The figure suffered the impact of a change in the French regulations that regulate the prices of drugs marketed under the Temporary Use Authorization (ATU) system.

This meant the application of “significant discounts” and is the reason that explains the drop in income attributable to Zepzelca, despite the increase in the number of patients treated.

“We have slightly reduced our short-term forecasts” to reflect this regulatory change, they explained to in sources from the London broker RX Securities.

Specifically, these experts projected revenue for the year as a whole of 212.4 million euros, compared to the 217 million to calculate. In addition, the EBITDA will reach 71.5 million, compared to the 80.5 million expected by the market.

Pharmamar R&D investments

Regarding the 19 percent decrease in net profit, the Galician biopharmaceutical explained that the fall is due to the increase in investments in R&D, which accounted for 39 percent more, up to 40.3 million euros.

In the oncology segment as of June 30, Pharmamar invested 33.3 million euros in R&D, of which 9.9 million euros correspond to the costs incurred in the development of plitidepsin (Aplidin) for the treatment of Covid-19.

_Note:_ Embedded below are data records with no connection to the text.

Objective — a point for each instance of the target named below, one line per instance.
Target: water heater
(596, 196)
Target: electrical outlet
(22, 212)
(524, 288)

The company also highlighted that net sales of Yondelis they hardly changed compared to the first half of 2021. Price pressure in Europe is the factor that explains why this item remained flat.

As a whole, recurring income (sales plus royalties), recorded an increase of 5 percent, to 86.7 million euros during the first half.

“We are seeing that the market is severely punishing the value, falling below forecasts due to the increase in R&D, both in oncology and in Aplidinso we could say that its results have disappointed”, analysts at IG.

Pharmamar tests supports

After the publication of these results, Pharmamar shares went directly to test the support area at 66 euros.

“It has gone directly to look for the 32.8 Fibonacci retracement, where the fall has stopped for the moment, because it also supports the 200-session average,” explained the director of analysis for Inversión magazine, Joseph Codina.

The share, which was the best value of the IBEX 35, with an annual rise of almost 30 percent, reduced its profits this year to 15 percent, and entered a lateral range.

If it loses 66 euros, the next support is at 62 euros, pointed out the expert from Inversión magazine.

Above, the key for Pharmamar is to recover the 70 euros, although it has a first resistance at 68 euros. All in all, to think about more increases, the share would have to exceed 75 euros, which would open a new stretch of momentum.